The number of active-duty service members and veterans utilizing the benefits of attending college on the government’s dime has decreased, according to recent federal fiscal-year data.

Tuition assistance benefits, which is typically a hard-selling military recruitment and retention tool, has not been used by members from all service branches as much as it has in previous fiscal years. Tuition Assistance covers $250 for each semester hour a service members enrolls in.

The number of veterans and active-duty troops using the Post-9/11 GI Bill is even less, decreasing by almost 4 percent, or 34,000 students, according to the Military Times Reboot Camp. This is the most significant drop in the benefit’s almost decade-long history.

According to data from Veteran Affairs, the number of GI Bill users at for-profit colleges and universities dropped by at least 30,000 students between fiscal 2016 and 2017.

The GI Bill covers the costs for textbooks, housing and up to the full cost of tuition and fees at public institutions.

However, with recent changes to both financial assistance programs, those numbers could soon reverse.
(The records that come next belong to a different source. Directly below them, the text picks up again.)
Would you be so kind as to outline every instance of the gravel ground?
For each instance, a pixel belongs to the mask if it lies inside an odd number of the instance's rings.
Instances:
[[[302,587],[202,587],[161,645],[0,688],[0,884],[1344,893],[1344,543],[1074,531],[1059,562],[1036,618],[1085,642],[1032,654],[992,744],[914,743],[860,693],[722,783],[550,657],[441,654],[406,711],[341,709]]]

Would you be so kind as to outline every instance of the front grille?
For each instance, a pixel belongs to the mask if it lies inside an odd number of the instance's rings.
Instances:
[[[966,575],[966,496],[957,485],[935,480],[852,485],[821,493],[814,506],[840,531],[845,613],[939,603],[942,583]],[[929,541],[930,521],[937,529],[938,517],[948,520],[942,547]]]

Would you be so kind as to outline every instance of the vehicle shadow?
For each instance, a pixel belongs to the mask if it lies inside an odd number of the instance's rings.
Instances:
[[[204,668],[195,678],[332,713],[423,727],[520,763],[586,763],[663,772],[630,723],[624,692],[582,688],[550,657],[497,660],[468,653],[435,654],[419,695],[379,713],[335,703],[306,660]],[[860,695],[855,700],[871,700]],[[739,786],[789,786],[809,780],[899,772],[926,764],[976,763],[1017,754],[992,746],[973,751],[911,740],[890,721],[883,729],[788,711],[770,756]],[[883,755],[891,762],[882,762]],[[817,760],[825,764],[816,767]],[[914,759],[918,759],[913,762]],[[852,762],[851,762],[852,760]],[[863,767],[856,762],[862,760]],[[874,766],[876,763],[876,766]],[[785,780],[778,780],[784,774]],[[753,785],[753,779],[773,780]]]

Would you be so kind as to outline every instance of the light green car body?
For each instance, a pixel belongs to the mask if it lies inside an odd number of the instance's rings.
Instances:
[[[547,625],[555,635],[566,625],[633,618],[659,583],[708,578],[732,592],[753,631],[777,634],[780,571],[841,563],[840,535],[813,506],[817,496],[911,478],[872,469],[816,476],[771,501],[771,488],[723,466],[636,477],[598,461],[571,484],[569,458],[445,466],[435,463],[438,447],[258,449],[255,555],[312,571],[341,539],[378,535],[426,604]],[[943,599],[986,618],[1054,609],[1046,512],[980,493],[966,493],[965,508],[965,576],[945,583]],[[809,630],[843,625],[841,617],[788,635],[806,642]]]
President Donald Trump signed a new Forever GI Bill in 2017, which widens the benefit for service members, veterans and their family members. This bill removes the 15-year limit for veterans who were relieved of their duties since Jan. 1, 2013 to use the benefits and restores benefits to victims of sudden school closures.

Students who are victim to school closure would also receive a semester’s worth of reimbursement for those benefitting from the GI Bill who are affected by future school closures in addition to a housing stipend for up to four months.

In 2018, the U.S. Army, Navy and Marine Corps reduced TA regulations for service members to where they can now use the benefit earlier in their careers and sailors can have more funds to put towards college courses each year.